Покончив со мной, Робсон натянул штаны, взял фонарь и вышел из комнаты, не сказав ни слова и даже не взглянув на меня. Но, знаешь, когда он кончил, меня — уже не было. То, что от меня осталось, вылезло из постели и свернулось калачиком на полу. Было слышно, как он возвращается в свою комнату… а потом все стихло. Кроме чертового дождя.
Робсон решил вернуться в номер и собрать вещи, так как его пребывание в пансионате Норы Маллой и ее приемной дочери Элизабет подходило к концу. Позже я услышала, как он спускается по лестнице. Слышала, как открылась и закрылась входная дверь. Потом был только шум дождя и хриплое дыхание, вырывающееся сквозь мои зубы.
И знаешь, что я тогда подумала? После всего этого в моем ошеломленном десятилетнем мозгу мелькнула мысль: этот человек, должно быть, сошел с ума, если вышел под такой проливной дождь.
Я слышала, что во время тяжелых жизненных потрясений люди задумываются о невероятно бессмысленных вещах — вероятно, так они защищают свой разум от разрушения. Доктор Файрбоу тоже говорил мне об этом.

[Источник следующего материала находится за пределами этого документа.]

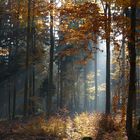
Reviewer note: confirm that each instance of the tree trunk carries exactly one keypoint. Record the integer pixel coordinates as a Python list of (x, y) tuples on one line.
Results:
[(107, 28), (14, 98), (27, 61), (49, 101)]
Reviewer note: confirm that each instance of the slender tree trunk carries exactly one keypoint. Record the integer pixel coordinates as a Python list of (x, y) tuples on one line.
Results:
[(108, 25), (14, 98), (132, 78), (85, 90), (49, 101), (27, 61)]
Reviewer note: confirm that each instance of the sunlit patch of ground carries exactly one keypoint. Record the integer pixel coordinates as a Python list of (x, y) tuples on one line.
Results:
[(60, 127)]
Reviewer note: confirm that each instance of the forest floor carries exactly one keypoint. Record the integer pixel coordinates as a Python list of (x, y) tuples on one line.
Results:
[(61, 127)]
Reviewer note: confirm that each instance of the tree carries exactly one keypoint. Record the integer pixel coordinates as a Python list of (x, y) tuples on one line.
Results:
[(132, 78)]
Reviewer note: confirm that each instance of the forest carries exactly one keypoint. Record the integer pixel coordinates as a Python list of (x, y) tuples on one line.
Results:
[(69, 69)]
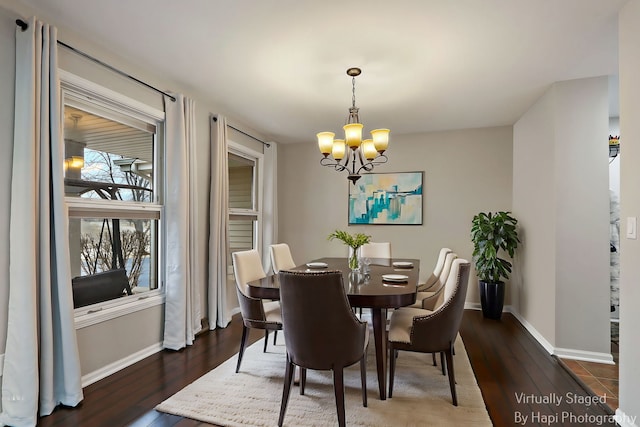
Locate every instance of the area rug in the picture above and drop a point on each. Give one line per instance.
(421, 394)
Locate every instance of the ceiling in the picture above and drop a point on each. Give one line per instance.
(279, 66)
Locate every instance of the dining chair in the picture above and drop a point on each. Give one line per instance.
(375, 250)
(433, 298)
(281, 258)
(437, 270)
(321, 332)
(424, 331)
(247, 266)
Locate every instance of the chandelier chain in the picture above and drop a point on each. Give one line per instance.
(353, 91)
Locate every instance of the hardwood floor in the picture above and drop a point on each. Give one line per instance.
(514, 373)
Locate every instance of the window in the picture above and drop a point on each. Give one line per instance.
(113, 171)
(244, 200)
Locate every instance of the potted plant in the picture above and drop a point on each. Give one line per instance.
(493, 234)
(354, 242)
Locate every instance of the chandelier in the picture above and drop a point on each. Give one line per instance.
(353, 154)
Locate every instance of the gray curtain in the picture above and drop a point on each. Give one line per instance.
(218, 225)
(41, 365)
(182, 303)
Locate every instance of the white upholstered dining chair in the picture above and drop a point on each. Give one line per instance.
(437, 270)
(281, 258)
(247, 266)
(426, 331)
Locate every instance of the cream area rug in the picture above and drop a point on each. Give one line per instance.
(421, 394)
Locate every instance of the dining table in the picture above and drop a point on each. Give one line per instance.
(382, 284)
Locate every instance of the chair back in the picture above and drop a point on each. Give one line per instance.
(320, 329)
(247, 266)
(437, 270)
(281, 258)
(437, 331)
(439, 285)
(376, 250)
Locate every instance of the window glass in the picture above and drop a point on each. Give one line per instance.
(105, 159)
(114, 216)
(244, 215)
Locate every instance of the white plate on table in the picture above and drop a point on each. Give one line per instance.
(394, 277)
(403, 264)
(317, 265)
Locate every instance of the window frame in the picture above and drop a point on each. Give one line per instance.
(258, 182)
(86, 92)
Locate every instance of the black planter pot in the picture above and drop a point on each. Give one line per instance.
(491, 299)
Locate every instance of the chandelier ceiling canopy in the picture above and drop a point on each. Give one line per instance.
(353, 154)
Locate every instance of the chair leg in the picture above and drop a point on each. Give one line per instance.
(392, 368)
(452, 379)
(243, 341)
(303, 379)
(338, 390)
(363, 378)
(286, 391)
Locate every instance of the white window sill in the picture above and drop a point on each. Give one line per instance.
(87, 316)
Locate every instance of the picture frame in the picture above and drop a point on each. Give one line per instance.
(393, 198)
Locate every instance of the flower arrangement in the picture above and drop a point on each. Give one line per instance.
(354, 241)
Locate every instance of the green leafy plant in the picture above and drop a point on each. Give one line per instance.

Убедившись, что Робсон ушел, я зажгла свечу и поднялась наверх.
То, что я увидела в коридоре, было хуже всего, Мэтью.
Хуже всего…
Думаю, что именно в тот момент мой разум разрушился окончательно. Мне кажется, я буквально почувствовала, как он разваливается на куски — как дом, который попал под слишком сильный удар шторма… слишком сильный, чтобы выдержали стены и фундамент.
Я почувствовала, как мой мозг кровоточит, разрываясь на части. Голова и лицо горели.
Сбежав вниз по лестнице, я выскочила под дождь, крича о помощи, и мне показалось, что прошло очень много времени, прежде чем кто-то ответил на мой зов.
Как итог этой главы моей жизни, бедная девочка осталась без дома и без мамы. Бедная девочка стала свидетельницей убийства и была изнасилована сумасшедшим. Но, знаешь, что было особенно забавно? Сердобольные люди из низкосортных грязных притонов предположили, что бедная девочка, скорее всего, сама напросилась. Прелестная малышка ведь танцевала в гавани, чтобы завлечь постояльцев в пансионат вдовы Маллой! И неважно, что сама вдова Маллой всегда была с ней и следила, чтобы все было безопасно — этот танец привлек убийцу, убийца повелся на танец хорошенькой бедной девочки, вот и все.
После всего этого бедной девочке пришлось вернуться в приют.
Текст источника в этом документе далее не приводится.